United States Army Research Institute of Environmental Medicine

Natick, MA 

This randomized crossover study will examine substrate metabolic responses to ingesting supplemental carbohydrate during steady-state aerobic-type exercise at sea level (SL) and following acute (~5 h) exposure to HA (4,300 m) conditions in 10 healthy, recreationally active adults between the ages of 18-39 yrs. Following a 48-hr muscle glycogen normalization period, volunteers will complete 80-min of metabolically-matched, steady-state aerobic exercise on a treadmill, and consume 145 g of glucose (1.8 g·min-1) at SL and HA. Treadmill exercise will be performed at the same absolute workload, with speed and grade being the same at SL and HA to induce the same absolute workload between phases. SL and HA trials will occur in the US Army Research Institute of Environmental Medicine (USARIEM) hypobaric chamber and will be separated by a minimum 7-d washout period between each protocol day. 6-6-[2H2] glucose will be used as a tracer to assess glucose turnover. Indirect calorimetry, breath sampling for 13C/12C expired in CO2, and urine collections will be used to determine carbohydrate, fat, and protein oxidation during exercise at SL and HA. Serial blood draws will be collected during each trial to assess endocrine and circulating substrate responses to exercise, carbohydrate, and hypoxia. Muscle biopsies will be collected before and after steady-state exercise to examine intramuscular glucose transport expression and translocation, glycogen status, and activity enzyme intermediates in aerobic and anaerobic energy metabolism.

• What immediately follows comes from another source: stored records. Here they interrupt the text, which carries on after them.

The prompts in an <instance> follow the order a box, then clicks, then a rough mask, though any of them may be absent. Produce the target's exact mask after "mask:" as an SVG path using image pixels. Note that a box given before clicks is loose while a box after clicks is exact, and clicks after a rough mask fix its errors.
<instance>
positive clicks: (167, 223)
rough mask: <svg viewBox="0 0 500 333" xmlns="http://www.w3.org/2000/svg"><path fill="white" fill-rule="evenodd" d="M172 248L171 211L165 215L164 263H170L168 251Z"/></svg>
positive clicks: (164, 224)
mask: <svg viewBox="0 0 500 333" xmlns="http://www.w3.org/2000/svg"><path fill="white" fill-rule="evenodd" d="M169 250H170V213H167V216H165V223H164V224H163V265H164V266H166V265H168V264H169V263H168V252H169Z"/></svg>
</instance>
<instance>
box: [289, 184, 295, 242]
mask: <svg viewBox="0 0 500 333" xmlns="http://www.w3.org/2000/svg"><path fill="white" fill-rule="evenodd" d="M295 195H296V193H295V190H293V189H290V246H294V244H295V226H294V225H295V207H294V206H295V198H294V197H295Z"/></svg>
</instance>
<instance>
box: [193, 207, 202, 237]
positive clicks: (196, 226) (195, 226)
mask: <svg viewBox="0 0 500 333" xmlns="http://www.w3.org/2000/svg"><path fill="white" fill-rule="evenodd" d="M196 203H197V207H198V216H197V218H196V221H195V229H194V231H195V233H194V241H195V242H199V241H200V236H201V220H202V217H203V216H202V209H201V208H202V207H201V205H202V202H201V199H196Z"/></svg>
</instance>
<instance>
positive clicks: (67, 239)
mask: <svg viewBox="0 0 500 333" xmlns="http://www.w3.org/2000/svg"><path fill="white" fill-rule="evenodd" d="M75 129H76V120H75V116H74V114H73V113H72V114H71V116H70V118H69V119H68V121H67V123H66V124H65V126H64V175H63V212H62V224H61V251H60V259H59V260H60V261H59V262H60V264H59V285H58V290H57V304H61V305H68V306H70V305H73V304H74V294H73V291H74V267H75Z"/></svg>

Title: Physiological Adaptations to Simulated Intermittent Altitude on Human Health and Performance

Stage: Recruiting

Principal investigator:  Courtney Wheatley-Guy, PhD  

Mayo Clinic in Arizona

Scottsdale, AZ

The investigators expect to find that different intensity and altitude exposure levels will show what kind of intermittent exposure protocol is more beneficial to athletes and healthy individuals that experience acute exposure to altitude during exercise. This may furthermore be related to acute altitude exposure for recreational exercise use as well.